The diagonal red line running from corner to corner is the K of each dog compared with itself, which of course should equal one. If you have different dogs on each axis (as when assessing males against females), there will not be a red diagonal line.

How do you read a kinship matrix?

For example, if you bred the two dogs identified as MN3 and MN2, the average COI predicted for the litter is 0.108, or 10.8%. Looking at the color chart, you will notice that the values I chose correspond to the inbreeding expected from a cross of first cousins (6.25%), half siblings (12.5%), and full siblings (25l%). The cell for our cross of MN3 x MN2 is greenish yellow, which tells us that the puppies in this litter would on average be a bit more inbred than first cousins but not as much as half siblings. Remember that each puppy inherits a different mix of alleles, so some will be more inbred than the predicted average, and some will be less inbred. But this ball-park figure tells you that is a breeding with about a 10% risk of producing a genetic disorder in a puppy.

As you scan the colors on the table, you will notice immediately that MN4 and MN5 are related, with a kinship coefficient of about 20%, which is just a bit less than full siblings. MN15 and MN16 are also related by a bit more than half siblings. Also, there are dogs (e.g., MN6) that are not related at all to some of the dogs in the table.

So, with just a glance at a table like this, you can get a good idea of the "structure" of the population.
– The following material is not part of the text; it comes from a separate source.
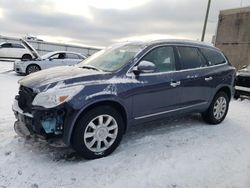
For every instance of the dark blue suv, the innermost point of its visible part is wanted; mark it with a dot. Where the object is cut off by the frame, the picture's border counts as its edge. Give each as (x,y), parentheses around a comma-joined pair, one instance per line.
(90,105)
Notice the last column to the right of the main table. This is the mean kinship (mK) of each dog. For example, the average kinship of MN2, calculated by taking the mean of all of the values in the first row (including the dog with itself, which is 1.0), is 0.169, or 16.9%. Notice a few rows down that MN6 has a mean kinship of 0.125 (12.5%), which is the lowest value for any dog. This tells you that the dog that MN6 has the least genetic similarity with the other dogs in the population, and because of its relative uniqueness it is genetically most valuable in terms of protecting genetic diversity. This dog is related to some of the dogs in the population (yellowish squares) about about the half-sib level, rand not related at all to some (when kinship = 0.0).

The Mongolian Bankhar is a land race and we would expect a high level of genetic diversity and low relatedness among the dogs. Most purebred dog populations have high levels of inbreeding, which means the heat maps for them will look very different.

The Brittany is of the few modern gun dog breeds for which there is still some genetic overlap between the field and bench dogs, with some dogs active in both conformation and hunting.

We can get some information about the level of inbreeding and relatedness among individuals using the data produced by genotyping using SNPs.

This is a kinship matrix for a population of anonymous Brittany dogs. You can see two groups of related animals, in the upper left and lower right corner, as well as many individuals who are essentially unrelated to the other dogs in the population.

You will run into other examples of heat maps, and perhaps also some like this specifically for dogs. You should find that they can tell you much about a population just at a glance and are a very useful tool in understanding the structure of the population.